Discretizing Multi-species Ion Exchange Equations by Finite Volume Method

Question

I'm solving a system of multispecies ion exchange equations (diffusion+drift fluxes) in 1-d spherical domain using finite volume method to obtain the ion concentrations at the next time step. After polishing the generic equation with so many assumptions, I ended up with this equation for species A \[\frac{{\partial {C_A}}}{{\partial t}} = D\frac{{{\partial ^2}{C_A}}}{{\partial {r^2}}} - {\mu _{_A}}{C_A}\frac{{{D_A}\frac{{{\partial ^2}{C_A}}}{{\partial {r^2}}} + {D_B}\frac{{{\partial ^2}{C_B}}}{{\partial {r^2}}} + 2{D_C}\frac{{{\partial ^2}{C_C}}}{{\partial {r^2}}}}}{{{\mu _A}{C_A} + {\mu _B}{C_B} + 4{\mu _D}{C_C}}} + \frac{2}{r}{D_A}\frac{{\partial {C_A}}}{{\partial r}} - \frac{2}{r}{\mu _A}{C_A}\frac{{{D_A}\frac{{\partial {C_A}}}{{\partial r}} + {D_B}\frac{{\partial {C_B}}}{{\partial r}} + 2{D_C}\frac{{\partial {C_C}}}{{\partial r}}}}{{{\mu _A}{C_A} + {\mu _B}{C_B} + 4{\mu _D}{C_C}}}\]
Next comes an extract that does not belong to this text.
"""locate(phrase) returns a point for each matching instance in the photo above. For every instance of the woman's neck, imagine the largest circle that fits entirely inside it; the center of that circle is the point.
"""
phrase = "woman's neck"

D is the diffusivity and mu is the ion mobility and they are all constants. There are two more similar equations for B and C. My question is: how can I discretize the second term in the RHS? should I assume that CA, CB and CD are known at initial time and discretize second order derivatives? knowing that the transient term in LHS can be solved using forward Euler's methods for time first order derivative (n is time index):

\[\frac{{\partial {C_A}}}{{\partial t}} = \frac{{{C_A}^{n + 1} - {C_A}^n}}{{\Delta t}}\]